The vexed question of whether the assignment of intellectual property rights owned by a South African to a foreign entity requires Exchange Control approval has now been decided in the negative by our Supreme Court of Appeal.
Regulation 10(1)(c) of the Exchange Control Regulations (“ECR”) provides:
“10(1)(c) No person shall, except with permission granted by the Treasury and in accordance with such conditions as the Treasury may impose –
(a) ….
(b) ….
(c) enter into any transaction whereby capital or any right to capital is directly or indirectly exported from the Republic.”
In the earlier case of Couve and another v Reddot International (Pty) Limited and others 2004 (6) SA 425 (W), the High Court held that the assignment of a patent application that did not have prior Exchange Control approval offended Regulation 10(1)(c) and was void ab initio.
In the present case of Oilwell (Pty) Limited v Protec International Limited and Others (case no. 44835/08), the Court of first instance held that the assignment of a registered trade mark entered into without prior Exchange Control approval did not constitute a contravention of Regulation 10(1)(c) and that such a contravention would not, in any event, render such an assignment agreement void ab initio.

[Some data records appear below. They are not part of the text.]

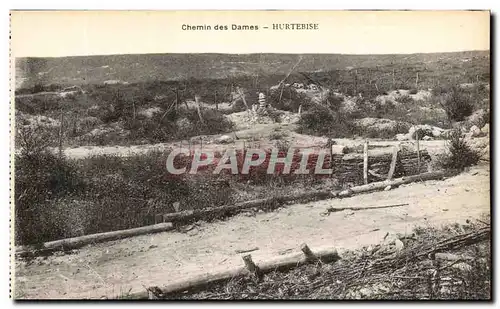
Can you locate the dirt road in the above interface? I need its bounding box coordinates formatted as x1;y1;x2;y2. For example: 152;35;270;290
14;165;490;298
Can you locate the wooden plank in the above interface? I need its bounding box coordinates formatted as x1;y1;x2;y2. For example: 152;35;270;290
387;147;399;180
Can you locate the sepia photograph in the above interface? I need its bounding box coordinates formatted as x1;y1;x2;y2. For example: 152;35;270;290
10;11;492;301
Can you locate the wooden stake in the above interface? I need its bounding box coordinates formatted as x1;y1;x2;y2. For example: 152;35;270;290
363;141;368;185
387;147;399;180
214;90;219;110
238;87;250;110
59;111;64;157
175;88;179;110
194;95;205;124
415;130;420;174
241;254;262;279
390;69;396;91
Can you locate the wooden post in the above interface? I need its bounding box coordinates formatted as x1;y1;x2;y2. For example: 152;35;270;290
242;254;262;279
300;244;318;261
363;141;368;185
328;137;333;177
415;130;420;174
390;69;396;90
354;70;358;95
194;95;205;124
59;110;64;157
132;101;135;124
387;147;399;180
175;88;179;110
238;87;250;110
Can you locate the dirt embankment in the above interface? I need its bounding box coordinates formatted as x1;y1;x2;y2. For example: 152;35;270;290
15;165;490;298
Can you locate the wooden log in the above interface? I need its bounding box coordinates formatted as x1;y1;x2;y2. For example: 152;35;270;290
129;244;340;299
339;171;447;197
16;222;174;256
163;190;333;222
326;203;410;212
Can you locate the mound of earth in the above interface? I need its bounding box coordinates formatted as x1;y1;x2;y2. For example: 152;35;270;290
226;110;300;128
354;117;411;137
375;89;432;105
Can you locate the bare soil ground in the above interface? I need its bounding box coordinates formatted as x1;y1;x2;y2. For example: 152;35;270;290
14;162;490;299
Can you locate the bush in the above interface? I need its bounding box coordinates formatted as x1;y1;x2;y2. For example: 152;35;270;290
14;150;85;244
438;130;480;171
442;87;474;121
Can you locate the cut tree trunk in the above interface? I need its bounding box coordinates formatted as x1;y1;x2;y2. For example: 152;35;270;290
129;244;340;299
339;171;447;197
16;222;174;256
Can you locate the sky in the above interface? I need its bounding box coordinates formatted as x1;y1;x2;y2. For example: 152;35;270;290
11;11;490;57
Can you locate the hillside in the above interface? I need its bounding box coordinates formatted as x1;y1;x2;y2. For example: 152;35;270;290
16;51;489;89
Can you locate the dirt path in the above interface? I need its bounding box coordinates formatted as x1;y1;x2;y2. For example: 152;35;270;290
15;165;490;298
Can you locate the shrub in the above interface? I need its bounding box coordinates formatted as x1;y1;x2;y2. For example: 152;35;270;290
14;150;85;244
441;87;474;121
438;130;480;171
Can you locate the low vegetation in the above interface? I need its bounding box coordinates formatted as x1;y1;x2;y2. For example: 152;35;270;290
437;130;480;171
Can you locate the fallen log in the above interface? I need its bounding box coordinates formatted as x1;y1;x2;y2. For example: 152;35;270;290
163;190;334;222
338;171;448;197
16;222;174;256
326;203;410;213
128;244;340;299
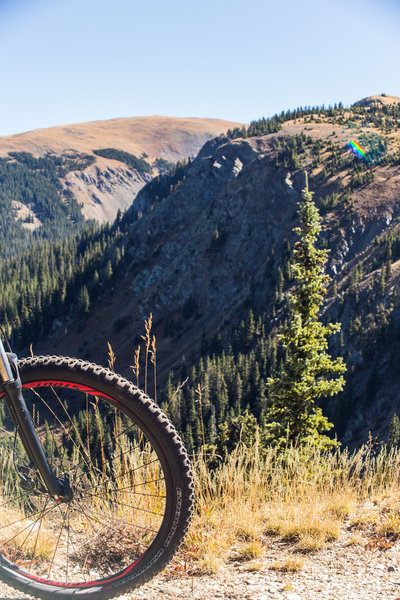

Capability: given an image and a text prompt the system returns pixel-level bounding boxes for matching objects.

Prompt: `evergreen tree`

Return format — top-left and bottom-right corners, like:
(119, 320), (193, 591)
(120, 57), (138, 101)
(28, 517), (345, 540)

(265, 176), (346, 448)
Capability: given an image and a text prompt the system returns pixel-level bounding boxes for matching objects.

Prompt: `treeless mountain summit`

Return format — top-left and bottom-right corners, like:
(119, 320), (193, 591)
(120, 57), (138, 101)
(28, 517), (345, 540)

(0, 116), (241, 162)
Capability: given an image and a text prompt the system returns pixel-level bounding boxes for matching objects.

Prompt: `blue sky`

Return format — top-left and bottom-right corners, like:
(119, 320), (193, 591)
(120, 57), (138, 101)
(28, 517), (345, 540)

(0, 0), (400, 135)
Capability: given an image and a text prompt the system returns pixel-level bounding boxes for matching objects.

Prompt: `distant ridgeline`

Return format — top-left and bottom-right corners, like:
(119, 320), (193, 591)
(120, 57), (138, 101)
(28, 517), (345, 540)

(93, 148), (153, 173)
(0, 152), (95, 256)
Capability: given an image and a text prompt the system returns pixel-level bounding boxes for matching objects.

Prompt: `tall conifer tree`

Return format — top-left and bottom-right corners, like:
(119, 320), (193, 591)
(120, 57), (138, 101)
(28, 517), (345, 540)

(265, 179), (346, 448)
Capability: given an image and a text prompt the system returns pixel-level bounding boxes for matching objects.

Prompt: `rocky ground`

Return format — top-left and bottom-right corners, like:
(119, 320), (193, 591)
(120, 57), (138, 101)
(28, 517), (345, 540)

(0, 538), (400, 600)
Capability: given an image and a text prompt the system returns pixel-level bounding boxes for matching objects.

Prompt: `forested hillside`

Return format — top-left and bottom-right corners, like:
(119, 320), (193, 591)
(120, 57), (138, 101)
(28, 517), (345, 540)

(1, 95), (400, 449)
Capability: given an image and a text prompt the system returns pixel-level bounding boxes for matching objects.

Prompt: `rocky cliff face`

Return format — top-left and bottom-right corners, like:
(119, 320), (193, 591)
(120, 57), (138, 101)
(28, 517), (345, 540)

(0, 116), (242, 222)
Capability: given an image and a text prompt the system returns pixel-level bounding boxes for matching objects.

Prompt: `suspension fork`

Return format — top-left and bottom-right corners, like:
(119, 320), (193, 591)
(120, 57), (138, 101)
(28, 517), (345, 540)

(0, 340), (71, 502)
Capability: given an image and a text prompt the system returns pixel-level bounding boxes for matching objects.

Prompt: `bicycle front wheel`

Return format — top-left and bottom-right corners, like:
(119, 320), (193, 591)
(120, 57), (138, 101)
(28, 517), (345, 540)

(0, 357), (193, 600)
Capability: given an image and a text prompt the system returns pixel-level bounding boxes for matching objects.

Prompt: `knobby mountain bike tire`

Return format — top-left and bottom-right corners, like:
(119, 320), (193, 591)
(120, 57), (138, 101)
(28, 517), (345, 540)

(0, 356), (194, 600)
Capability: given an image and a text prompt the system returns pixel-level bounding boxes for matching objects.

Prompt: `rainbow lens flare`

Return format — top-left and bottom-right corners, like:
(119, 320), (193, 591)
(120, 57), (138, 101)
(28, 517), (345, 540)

(349, 140), (365, 158)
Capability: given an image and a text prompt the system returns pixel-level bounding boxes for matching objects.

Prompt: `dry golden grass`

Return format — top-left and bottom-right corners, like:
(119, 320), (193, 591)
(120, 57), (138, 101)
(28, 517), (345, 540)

(187, 444), (400, 572)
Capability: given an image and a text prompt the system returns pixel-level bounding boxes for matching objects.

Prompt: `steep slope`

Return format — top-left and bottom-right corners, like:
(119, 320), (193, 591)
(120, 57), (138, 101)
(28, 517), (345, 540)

(0, 117), (241, 227)
(11, 96), (400, 443)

It also held, on the particular facts, that the claim to set aside the assignment had prescribed.
On appeal, in a judgment dated 18 March 2011, the SCA dismissed the appeal and held as follows:
1. IP rights do not constitute capital for purposes of the ECR and, as immovable property, cannot be exported;
2. ECR 10 (1)(c) therefore does not apply to trade mark assignments (or to patents, designs or copyright);
3. such assignments would, in any event, not be void ab initio;
4. the issue of prescription did not need to be dealt with.